GNU screen is a console screen manager. It is useful for managing multiple terminal sessions without having to open more consoles, windows, or remote sessions. Using a combination of keyboard commands, screen can open new screens in a buffer, split the screen, and cycle through them.

Especially useful is screen’s ability to detach from the shell that it was started from. For example, one could log into a system remotely, start screen, work, detach from the screen session, then reattach to it at a later time, in a different location, over a different connection. This is a great way to make sure you don’t lose work if you are remotely logging in over an unreliable connection.

This article will cover some of the most commonly used features of screen.
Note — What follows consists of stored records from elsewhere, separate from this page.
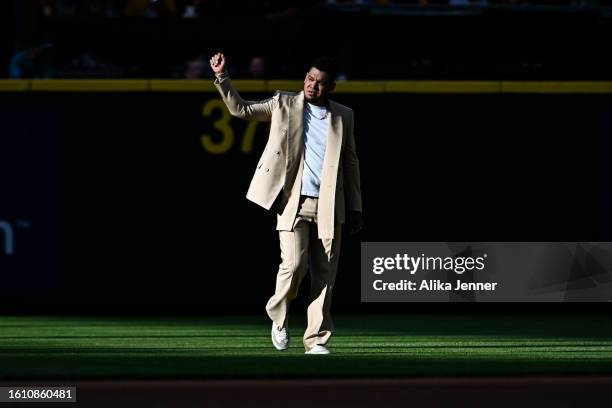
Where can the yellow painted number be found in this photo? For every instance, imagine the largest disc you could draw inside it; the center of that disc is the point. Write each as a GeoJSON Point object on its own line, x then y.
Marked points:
{"type": "Point", "coordinates": [221, 124]}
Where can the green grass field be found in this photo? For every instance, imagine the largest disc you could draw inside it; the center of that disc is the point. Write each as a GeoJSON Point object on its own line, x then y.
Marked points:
{"type": "Point", "coordinates": [363, 346]}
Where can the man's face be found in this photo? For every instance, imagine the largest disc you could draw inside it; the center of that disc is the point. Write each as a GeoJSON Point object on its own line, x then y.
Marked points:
{"type": "Point", "coordinates": [317, 85]}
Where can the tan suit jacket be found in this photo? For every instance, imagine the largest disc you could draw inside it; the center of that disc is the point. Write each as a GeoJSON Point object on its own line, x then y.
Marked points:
{"type": "Point", "coordinates": [281, 165]}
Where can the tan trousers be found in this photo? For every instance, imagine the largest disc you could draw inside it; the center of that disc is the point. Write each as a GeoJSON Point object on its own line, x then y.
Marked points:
{"type": "Point", "coordinates": [300, 249]}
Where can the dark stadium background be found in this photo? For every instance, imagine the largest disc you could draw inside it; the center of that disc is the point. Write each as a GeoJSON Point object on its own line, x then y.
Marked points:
{"type": "Point", "coordinates": [117, 207]}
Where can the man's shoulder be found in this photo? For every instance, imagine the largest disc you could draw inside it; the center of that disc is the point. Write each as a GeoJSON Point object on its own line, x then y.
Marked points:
{"type": "Point", "coordinates": [284, 94]}
{"type": "Point", "coordinates": [342, 109]}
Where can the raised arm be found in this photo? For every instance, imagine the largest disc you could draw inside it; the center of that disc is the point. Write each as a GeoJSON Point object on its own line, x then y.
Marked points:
{"type": "Point", "coordinates": [250, 110]}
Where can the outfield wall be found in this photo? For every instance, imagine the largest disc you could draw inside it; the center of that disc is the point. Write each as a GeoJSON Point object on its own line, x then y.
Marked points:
{"type": "Point", "coordinates": [129, 195]}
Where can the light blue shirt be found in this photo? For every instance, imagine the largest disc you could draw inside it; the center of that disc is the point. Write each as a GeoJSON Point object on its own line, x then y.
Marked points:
{"type": "Point", "coordinates": [316, 124]}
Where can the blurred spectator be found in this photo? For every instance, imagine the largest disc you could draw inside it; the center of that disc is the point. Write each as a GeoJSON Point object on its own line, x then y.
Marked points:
{"type": "Point", "coordinates": [197, 68]}
{"type": "Point", "coordinates": [151, 8]}
{"type": "Point", "coordinates": [91, 65]}
{"type": "Point", "coordinates": [258, 69]}
{"type": "Point", "coordinates": [191, 9]}
{"type": "Point", "coordinates": [34, 62]}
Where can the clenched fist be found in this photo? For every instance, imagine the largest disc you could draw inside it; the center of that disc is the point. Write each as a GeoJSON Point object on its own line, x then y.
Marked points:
{"type": "Point", "coordinates": [217, 63]}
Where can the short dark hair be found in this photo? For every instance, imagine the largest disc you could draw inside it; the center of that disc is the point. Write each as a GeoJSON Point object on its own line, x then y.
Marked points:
{"type": "Point", "coordinates": [327, 65]}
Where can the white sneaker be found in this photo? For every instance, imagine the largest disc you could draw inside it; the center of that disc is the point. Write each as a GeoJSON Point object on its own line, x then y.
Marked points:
{"type": "Point", "coordinates": [318, 349]}
{"type": "Point", "coordinates": [280, 337]}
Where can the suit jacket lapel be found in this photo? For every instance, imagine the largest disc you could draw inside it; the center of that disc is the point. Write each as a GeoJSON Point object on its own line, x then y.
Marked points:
{"type": "Point", "coordinates": [295, 135]}
{"type": "Point", "coordinates": [329, 175]}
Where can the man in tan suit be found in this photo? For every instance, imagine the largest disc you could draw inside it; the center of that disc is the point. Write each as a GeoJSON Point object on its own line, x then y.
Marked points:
{"type": "Point", "coordinates": [309, 168]}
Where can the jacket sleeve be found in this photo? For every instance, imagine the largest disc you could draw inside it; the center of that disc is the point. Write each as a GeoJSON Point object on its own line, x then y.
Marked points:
{"type": "Point", "coordinates": [250, 110]}
{"type": "Point", "coordinates": [350, 163]}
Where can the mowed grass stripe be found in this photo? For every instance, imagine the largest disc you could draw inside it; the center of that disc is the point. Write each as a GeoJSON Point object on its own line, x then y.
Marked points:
{"type": "Point", "coordinates": [239, 347]}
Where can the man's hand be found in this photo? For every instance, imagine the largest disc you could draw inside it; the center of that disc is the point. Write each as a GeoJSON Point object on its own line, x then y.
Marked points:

For more information, see the man page, info page, screen’s built in help, or search Google.

Starting, Detaching, Reattaching, and Stopping Screen

To begin a screen session, simply run screen from a terminal. It will be easier to reattach to a session later if you name the session when starting. Use the -S parameter to do so:

screen -S name

where name is an identifier for the session that you make up.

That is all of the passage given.